Ainsi, lorsqu’en 1947 la municipalité de Saint-Damase, située en amont de Saint-Hyacinthe, prévoit mettre en place un réseau d’égout se déversant dans la ­Yamaska, on saisit mieux les raisons qui motivent le conseil municipal maskoutain d’adopter la résolution suivante : « […] que ce conseil proteste auprès des autorités compétentes contre ce projet qui est de ­nature à polluer les eaux de l’Yamaska, source d’approvisionnement de l’aqueduc de la ville […] ».

La réponse de l’ingénieur en chef du ­ministère de la Santé du Québec, Théo. J. Lafrenière, vient cependant soulager les inquiétudes du conseil en spécifiant dans une lettre adressée aux autorités ­maskoutaines qu’il n’y a pas lieu d’exiger le traitement des eaux usées visant à protéger la prise d’eau maskoutaine : « L’installation de la Cité [de Saint-Hyacinthe] pour la ­purification de ces eaux d’alimentation est suffisante pour obvier à la légère augmentation de la pollution des eaux de la rivière Yamaska qu’apportera la réalisation du projet de Saint-Damase ». L’ingénieur se permet même de lancer une flèche à ­l’endroit des autorités maskoutaines en leur reprochant de créer : « […] un problème de la même espèce, mais beaucoup plus grave, si l’on considère la prise d’eau de Massueville dans la même rivière en aval de Saint-Hyacinthe ».

Les menaces de pollution en amont de Saint-Hyacinthe se présentent sous une autre forme en 1950 lorsqu’une fissure dans l’oléoduc Portland-Montréal laisse s’échapper l’équivalent de 45 000 barils d’huile dans un champ entre Sainte-­Brigide et Saint-Césaire de Rouville. La mare d’huile emprunte alors graduellement les pentes et se dirige vers la rivière Yamaska : « Aidés de nombreux citoyens de la région, les pompiers de Saint-Césaire se mirent en frais d’endiguer l’huile n’ayant pour objet que de l’empêcher d’atteindre la rivière, ce qui eût amené un désastre dont on ne s’imagine pas les conséquences, dans les diverses municipalités qui s’y ­alimentent d’eau en aval de Saint-Césaire ». Finalement, afin d’empêcher l’huile ­d’atteindre la rivière, les autorités en place décident de brûler l’huile non récupérée par les camions-citernes de la compagnie.

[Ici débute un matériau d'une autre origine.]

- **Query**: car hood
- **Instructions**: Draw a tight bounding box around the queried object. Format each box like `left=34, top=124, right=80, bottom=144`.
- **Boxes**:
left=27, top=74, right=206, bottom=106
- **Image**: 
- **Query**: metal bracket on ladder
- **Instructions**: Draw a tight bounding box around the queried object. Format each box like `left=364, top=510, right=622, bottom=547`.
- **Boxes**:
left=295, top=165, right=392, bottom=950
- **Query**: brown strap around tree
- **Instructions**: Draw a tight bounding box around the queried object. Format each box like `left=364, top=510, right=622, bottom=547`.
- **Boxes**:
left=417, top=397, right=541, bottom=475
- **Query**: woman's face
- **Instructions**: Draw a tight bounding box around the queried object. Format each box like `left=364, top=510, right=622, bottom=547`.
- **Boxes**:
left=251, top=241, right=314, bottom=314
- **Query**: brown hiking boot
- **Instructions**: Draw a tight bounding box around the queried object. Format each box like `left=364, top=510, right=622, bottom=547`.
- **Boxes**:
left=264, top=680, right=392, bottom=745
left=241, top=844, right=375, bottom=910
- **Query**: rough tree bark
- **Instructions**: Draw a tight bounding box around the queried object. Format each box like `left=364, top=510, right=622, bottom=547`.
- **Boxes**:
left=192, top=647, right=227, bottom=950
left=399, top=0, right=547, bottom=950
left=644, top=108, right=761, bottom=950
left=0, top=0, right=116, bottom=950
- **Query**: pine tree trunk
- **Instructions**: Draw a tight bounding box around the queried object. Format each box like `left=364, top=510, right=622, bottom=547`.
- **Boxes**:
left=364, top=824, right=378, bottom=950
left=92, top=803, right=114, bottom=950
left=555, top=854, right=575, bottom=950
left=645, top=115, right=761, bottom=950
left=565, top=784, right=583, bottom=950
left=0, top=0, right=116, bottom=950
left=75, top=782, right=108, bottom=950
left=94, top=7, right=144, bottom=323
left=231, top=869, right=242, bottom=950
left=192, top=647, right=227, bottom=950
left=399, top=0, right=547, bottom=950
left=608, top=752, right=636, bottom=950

Quelques années plus tard, le même ­problème survient dans le voisinage de Saint-Césaire de Rouville. L’équivalent de 25 000 barils d’huile, provenant du même oléoduc, se déverse dans un champ, pour éventuellement atteindre la rivière Sainte-Brigide, un affluent de la Yamaska. Les autorités improvisent alors deux barrages pour faciliter la récupération de l’huile par des camions-citernes et brûlent ensuite ce qui n’est pas récupérable.